Dear startups, what are you banging on about?

As a company the things you choose to celebrate ring volumes

Office slides, ping pong tables, free beer, unlimited holidays. Cool companies – particularly tech startups – are always on the lookout for new ways to engage their employees with perks and workplace quirks in order to attract and retain the best staff.

Now apparently, every startup needs a gong.

It’s not enough to be chasing the dream, we now need to be banging a gong to let everyone know when it happens.

But this isn’t just another gimmick to stand out from the crowd and build your ‘employer brand’. It’s actually a way to build team spirit and celebrate small successes, and enjoy the journey.

As Anand Sanwal from CB Insights points out in this post:

“Our old view was that we’d continue to just be a heads down group building great stuff and making customers happy and when we hit the “arrival point”, we’d celebrate in a big way. That was a naïve and entirely too austere a view. Arriving is a journey made up of series of smaller meaningful accomplishments. And celebrating those is important – very important. And now among other things, we have our gong to celebrate these successes.”

So while it’s great for team morale, what you choose to celebrate says a lot about your company culture.

In his book The Purpose Economy, Aaron Hurst tells the tale of two gongs:

Zaarly and Yelp are both in roughly the same business, connecting consumers to the services and products in their vicinity. They also share a key cultural practice, they both bang gongs to celebrate wins. What is telling, however, is the occasion for striking the gong. At Yelp, it is hit to celebrate when the company closes an advertising deal. At Zaarly, it is when one of their sellers has been able to quit their day job because of the business generated by their Zaarly storefront.
Zaarly is a purpose-driven organisation that celebrates the success of its community, which in turn builds deep loyalty and a community of employees and customers who are equally committed to Zaarly’s success.

So think about it.

Whether you’ve got a gong or not, are you solely focused on hitting sales targets? What other measures of success could you celebrate?

How about:

At our recent Summercamp we decided to measure the success of the event by the number of hugs from attendees. After all, there’s no better indicator of human emotion*. And a particularly high bar when you consider very few of those attending knew each other at the start of the weekend.

As one attendee said:

“Exchanging business cards and emails was somehow less of a priority than hugging goodbye”

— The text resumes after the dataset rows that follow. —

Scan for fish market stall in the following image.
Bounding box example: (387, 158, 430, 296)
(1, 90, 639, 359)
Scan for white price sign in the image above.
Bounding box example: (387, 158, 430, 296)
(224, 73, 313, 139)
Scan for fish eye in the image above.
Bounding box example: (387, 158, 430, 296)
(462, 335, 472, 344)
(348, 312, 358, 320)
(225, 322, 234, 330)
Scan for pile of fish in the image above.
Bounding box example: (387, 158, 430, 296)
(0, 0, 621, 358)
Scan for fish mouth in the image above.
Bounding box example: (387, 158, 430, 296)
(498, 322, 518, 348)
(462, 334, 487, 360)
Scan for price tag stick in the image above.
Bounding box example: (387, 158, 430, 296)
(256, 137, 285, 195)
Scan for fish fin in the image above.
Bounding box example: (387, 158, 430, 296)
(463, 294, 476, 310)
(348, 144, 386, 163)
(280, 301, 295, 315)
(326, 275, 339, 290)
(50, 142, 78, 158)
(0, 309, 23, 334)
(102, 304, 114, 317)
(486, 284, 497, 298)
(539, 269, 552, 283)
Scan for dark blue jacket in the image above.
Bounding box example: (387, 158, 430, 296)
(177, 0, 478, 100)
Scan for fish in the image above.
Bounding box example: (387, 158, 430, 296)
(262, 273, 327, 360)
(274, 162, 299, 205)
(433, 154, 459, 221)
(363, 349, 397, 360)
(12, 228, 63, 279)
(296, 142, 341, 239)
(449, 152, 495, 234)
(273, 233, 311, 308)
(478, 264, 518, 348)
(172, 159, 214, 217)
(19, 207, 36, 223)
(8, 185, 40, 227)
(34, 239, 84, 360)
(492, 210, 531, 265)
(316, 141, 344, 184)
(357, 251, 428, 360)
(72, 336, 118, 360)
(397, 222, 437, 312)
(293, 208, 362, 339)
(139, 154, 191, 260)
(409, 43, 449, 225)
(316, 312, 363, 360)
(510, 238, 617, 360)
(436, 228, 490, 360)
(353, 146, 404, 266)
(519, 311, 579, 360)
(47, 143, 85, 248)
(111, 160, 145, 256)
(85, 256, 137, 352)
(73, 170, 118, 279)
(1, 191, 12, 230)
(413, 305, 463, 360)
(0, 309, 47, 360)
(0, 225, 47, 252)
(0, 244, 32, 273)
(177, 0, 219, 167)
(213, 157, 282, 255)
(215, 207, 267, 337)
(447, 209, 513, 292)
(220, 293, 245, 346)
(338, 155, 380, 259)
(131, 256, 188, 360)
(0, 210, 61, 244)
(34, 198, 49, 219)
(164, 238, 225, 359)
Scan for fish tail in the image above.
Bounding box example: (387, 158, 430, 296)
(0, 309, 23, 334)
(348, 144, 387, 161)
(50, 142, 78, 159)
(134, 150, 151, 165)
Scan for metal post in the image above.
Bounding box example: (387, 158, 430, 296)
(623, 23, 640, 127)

There were even group hugs…

OK, this was a compassion workshop, but you get the gist

OK, this was a compassion workshop, but you get the gist

The most powerful source of purpose, and happiness, comes when we feel like we’ve worked on something that matters and made some positive impact not just to others, but to society as a whole.

But it also makes business sense.

Focus on making the lives of your employees and customers better and the rest will take care of itself.


If you’re a little sceptical and would prefer a more formal measure of ‘customer satisfaction’, we also achieved a Net Promoter Score of 95 for the Summercamp weekend – crazy.